Ich bin Schuhhändler und ich liebe meinen Job. Der Kontakt zu Menschen ist etwas, das ich nicht missen würde, er ist mir wichtig uns bereichert mein Leben. Ich verkaufe seit 35 Jahren Schuhe und mache, dank schlanker Firmenstruktur und dem was andere Selbstausbeutung nennen, in all den Jahren bescheidene Gewinne, die ein weitgehend selbstbestimmtes Leben ermöglichen. Ich ärgere mich über Schikanen und bürokratische Belastungen und spare jedes Monat die ersten 14 Tage für die Zahlungen an das Finanzamt, Krankenkassen und Kommunen und bin froh wenn am Monatsende für die engagierten und hochqualifizierten Mitarbeiter auch genug Geld da ist. Als das vor 20 Jahren mal eng war, gab es eine handlungsfähige Bankbetreuerin, die mich mit einem 700000 Schilling Scheck heimschickte und meinte: "Wir kennen uns so lange, Sie schaffen das schon" – und sie behielt recht.

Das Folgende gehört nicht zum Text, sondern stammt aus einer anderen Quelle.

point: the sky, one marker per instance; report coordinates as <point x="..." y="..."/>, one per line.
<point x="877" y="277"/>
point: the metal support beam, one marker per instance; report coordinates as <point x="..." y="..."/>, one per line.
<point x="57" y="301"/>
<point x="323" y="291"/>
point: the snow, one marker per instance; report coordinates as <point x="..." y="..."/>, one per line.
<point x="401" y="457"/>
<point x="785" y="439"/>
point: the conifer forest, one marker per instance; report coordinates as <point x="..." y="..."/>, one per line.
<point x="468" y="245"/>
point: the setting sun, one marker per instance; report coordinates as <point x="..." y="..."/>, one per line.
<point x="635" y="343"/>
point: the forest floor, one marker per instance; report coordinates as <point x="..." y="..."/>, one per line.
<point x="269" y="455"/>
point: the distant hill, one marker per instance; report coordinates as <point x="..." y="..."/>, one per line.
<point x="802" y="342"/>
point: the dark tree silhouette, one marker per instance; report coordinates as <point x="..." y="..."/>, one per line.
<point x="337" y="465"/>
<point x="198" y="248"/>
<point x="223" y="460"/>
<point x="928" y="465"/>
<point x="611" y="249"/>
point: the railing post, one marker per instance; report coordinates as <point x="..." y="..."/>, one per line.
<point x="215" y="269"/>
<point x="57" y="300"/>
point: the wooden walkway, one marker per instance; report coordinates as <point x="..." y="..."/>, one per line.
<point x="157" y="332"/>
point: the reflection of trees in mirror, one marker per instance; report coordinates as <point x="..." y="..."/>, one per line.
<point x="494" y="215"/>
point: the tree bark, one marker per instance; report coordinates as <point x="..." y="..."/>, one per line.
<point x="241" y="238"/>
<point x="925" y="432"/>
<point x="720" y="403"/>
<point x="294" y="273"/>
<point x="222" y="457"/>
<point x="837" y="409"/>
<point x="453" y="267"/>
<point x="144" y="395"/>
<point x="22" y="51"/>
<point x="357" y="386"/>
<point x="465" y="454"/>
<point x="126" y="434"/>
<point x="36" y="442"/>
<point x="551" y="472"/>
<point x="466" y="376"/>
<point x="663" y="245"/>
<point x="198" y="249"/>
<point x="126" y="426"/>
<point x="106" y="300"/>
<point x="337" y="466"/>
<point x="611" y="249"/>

Und dann kommen Anbieter wie Zalando. Es ist nicht der Wettbewerb, der mich sorgt, den gab es immer. Es ist die Art des Wettbewerbs. Zalando ist ein großes Unternehmen, ein Unternehmen, das jüngst seine Zahlen veröffentlichte, wo sich zeigte: Sie schreiben noch immer Verluste. Natürlich hatte man vor dem Börsegang -die Zahlenspielertricks kennt man ja-mal ein kurzlebiges kleines Plus vermeldet, um die Anlegerkuh melken zu können. Also: Zalando erwirtschaftet keinen Gewinn, zahlt zumindest hierzulande keine Steuern, von den Bedingungen für Mitarbeiter hört man nichts Gutes und es geht in Wahrheit darum, Marktanteile zu erobern. Dazu finden sich Investoren, die hoffen, dass bei entsprechender Marktbeherrschung die Bedingungen so geändert werden können, dass es auch Profite und entsprechende Shareholder Erträge gibt. Denn eines ist klar-so wie das Modell jetzt läuft, geht sich das nicht aus.
Der Schuhhandel ist keine einfache Sache, die Vorlaufzeiten in der Produktion betragen ein halbes Jahr und was der Händler im August bestellt, sollte dann im Frühling zu mindestens 75% zu regulären Preisen verkäuflich sein, sonst rechnet sich das nicht. Schwierig ist das für einen Versender, der mitunter 11 Paar Schuhe von 12 Versendeten zurückbekommt.
Schuhe sind noch dazu ein sehr sensibles Produkt und sollten eigentlich nur im Fachhandel verkauft werden. Es geht um Passform, Gesundheit und Wohlbefinden. Keine Schuhmarke wird sich am Markt ohne Fachhandel etablieren können, nur die einzelnen Händler sind zu wenig organisiert, um den Produzenten ihre Stärke spüren zu lassen und nur einige wenige Markenanbieter können den Verlockungen der grossen Einkaufsmenge eines Anbieters wie Zalando widerstehen.
Aber gerade weil sich in den Vorstadteinkaufsburgen die Diskonter mit asiatischer Billigware nicht unbeträchtliche Marktanteile sichern, braucht das Produkt Schuh den Fachhandel, einen Ort der Beratung und der Begegnung. Und wir brauchen auch lebendige Stadtkerne mit ortsansässigen Wirtschaftstreibenden und humanen Arbeitsplätzen.
Mitbewerb ist gut und wichtig, aber während Firmen wie Amazon und Zalando steuerrechtlich, sozialrechtlich und in punkto Kapitalbeschaffung und Risiko ganz andere Voraussetzungen haben, kämpfen die kleinen Händler mit immer mehr Schikanen und Bürokratie. Ich wurde z.b. als Geschäftsführer vor kurzem mit bis zu 10000 euro Strafe bedroht, weil ich einer in Wien studierenden, kroatischen Studentin 180 Euro angemeldetes Gehalt ausbezahlt hatte, nicht wissend dass ich mich dabei illegaler Ausländerbeschäftigung schuldig machte, Ausgang des Verfahrens noch ungewiss.
Liebe Leute, Ihr müsst nicht eure Schuhe bei uns kaufen, aber kauft sie im guten Fachhandel, damit es den morgen noch gibt.
Erich Schlagitweit, Chef von Vega Nova, einer kleinen Gruppe von Schuhfachhändlern, welche europäische Schuhe auf ergonomischen und ökologischen Grundlagen anbietet und 10 Läden in Österreich betreibt.